<図版資料>
甲斐源氏の発祥は茨城県である。罪を犯して山梨県に島流しされた武将が甲斐源氏の祖。
この史実を長い間山梨県の歴史学者は伏せて(?)公開していなっかた。したがって多くの人は武田信玄一統はゆるぎなく甲斐で育まれていたような錯覚を植えつけられていた。
山梨県の甲斐源氏に関する記述は、歴史学者の手の上で転がされてきた。市川の平塩の丘から甲斐源氏は現在の北杜市や韮崎地方の逸見(へみ)地方へ進出が図られ、現在の谷戸城が中心であり、須玉町が甲斐源氏の里ともなった。
この中で資料から裏付けれるものは少ない。そのほとんどが歴史家の「私はこう思う」類のもので、これに地域の伝承や創作由緒が周囲を固めている。
歴史なんて現在のように歴史家のおもちゃではなかった。庶民の歴史が庶民歴史家が大いに活躍していた時代もあった。
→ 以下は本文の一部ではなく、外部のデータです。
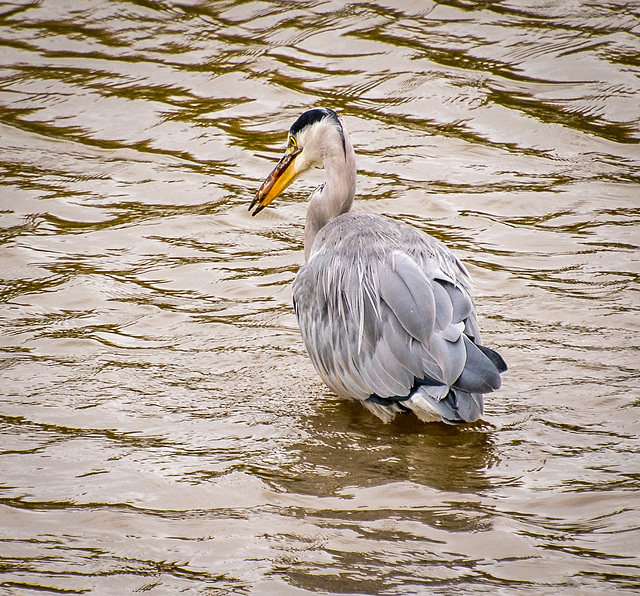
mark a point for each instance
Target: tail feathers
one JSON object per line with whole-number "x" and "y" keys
{"x": 481, "y": 373}
{"x": 492, "y": 355}
{"x": 455, "y": 408}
昭和戦争が終わって、新興日本が叫ばれていた中で、取り組まれたガリ版刷りの歴史冊子はその中身のまじめで地位愛が現れる編集態度が読み取れる。
最近では歴史家だか歴史作家なのか、歴史小説家なのか判断がつかなくなってきている。
歴史などは本来観光やイベントやそれに新施設などにはまったく関係ないもので、こうしたことに結びつけるたびに歴史は愚弄されていく。
人々は学習が必要で、誰でも可能である。
昨年の山本勘助協奏曲は異常であった。
山梨県が狂っていた。
そして大きな犠牲を強いた結果となった。
勘助など仮想武将の典型である。史実に関係ないものを行政も観光も積極的に取り入れることは理解できるが、歴史はゆがめてはならない。
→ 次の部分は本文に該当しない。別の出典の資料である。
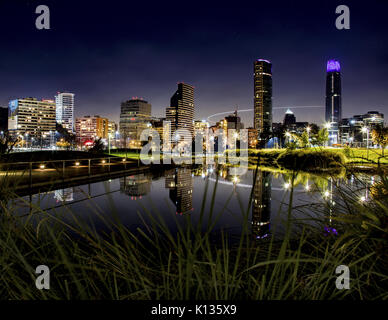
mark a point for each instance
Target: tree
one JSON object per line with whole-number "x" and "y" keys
{"x": 321, "y": 137}
{"x": 7, "y": 142}
{"x": 304, "y": 139}
{"x": 67, "y": 136}
{"x": 380, "y": 137}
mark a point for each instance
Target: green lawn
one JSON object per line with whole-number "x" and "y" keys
{"x": 355, "y": 155}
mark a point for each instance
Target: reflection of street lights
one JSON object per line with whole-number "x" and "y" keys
{"x": 366, "y": 130}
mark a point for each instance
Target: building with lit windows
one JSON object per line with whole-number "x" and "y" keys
{"x": 65, "y": 110}
{"x": 180, "y": 183}
{"x": 333, "y": 100}
{"x": 181, "y": 111}
{"x": 263, "y": 100}
{"x": 135, "y": 116}
{"x": 351, "y": 129}
{"x": 90, "y": 128}
{"x": 32, "y": 119}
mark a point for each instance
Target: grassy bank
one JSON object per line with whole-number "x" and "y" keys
{"x": 153, "y": 263}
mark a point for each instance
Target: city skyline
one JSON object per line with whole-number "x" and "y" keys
{"x": 111, "y": 61}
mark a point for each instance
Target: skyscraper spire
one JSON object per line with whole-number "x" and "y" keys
{"x": 263, "y": 100}
{"x": 333, "y": 100}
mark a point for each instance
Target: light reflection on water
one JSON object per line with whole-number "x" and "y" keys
{"x": 180, "y": 192}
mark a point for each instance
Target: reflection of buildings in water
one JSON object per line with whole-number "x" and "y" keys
{"x": 180, "y": 183}
{"x": 136, "y": 186}
{"x": 64, "y": 195}
{"x": 261, "y": 206}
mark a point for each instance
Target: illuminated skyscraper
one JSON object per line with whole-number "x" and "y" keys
{"x": 263, "y": 100}
{"x": 333, "y": 99}
{"x": 180, "y": 183}
{"x": 65, "y": 110}
{"x": 181, "y": 110}
{"x": 135, "y": 117}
もともと無いものを、さもそこにあるような錯覚を起こさせ、終わってしまえば、はいさようならでは、利用された人々はたまったものではない。
さて甲斐源氏の祖は、常陸で罪を犯して甲斐に流された。そこから長い間史料からは歴史は不在である。あるのは伝承と歴史家の思い込み時代小説と神社仏閣の誤作動を起こす由緒である。
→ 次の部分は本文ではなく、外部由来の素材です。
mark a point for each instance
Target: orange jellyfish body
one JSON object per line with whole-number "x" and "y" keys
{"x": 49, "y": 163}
甲斐源氏の発祥は韮崎市でも北杜市でもない。山梨県でもない。甲斐源氏の発祥は茨城県である。現在でもひたちなか市には商売にもならない「武田館」を公開運営されている。山梨県も学べ、何でも商売や観光にするのではなく、静かに歴史を伝えることを、それが観光の普遍的な資源であることを学ぶべきである。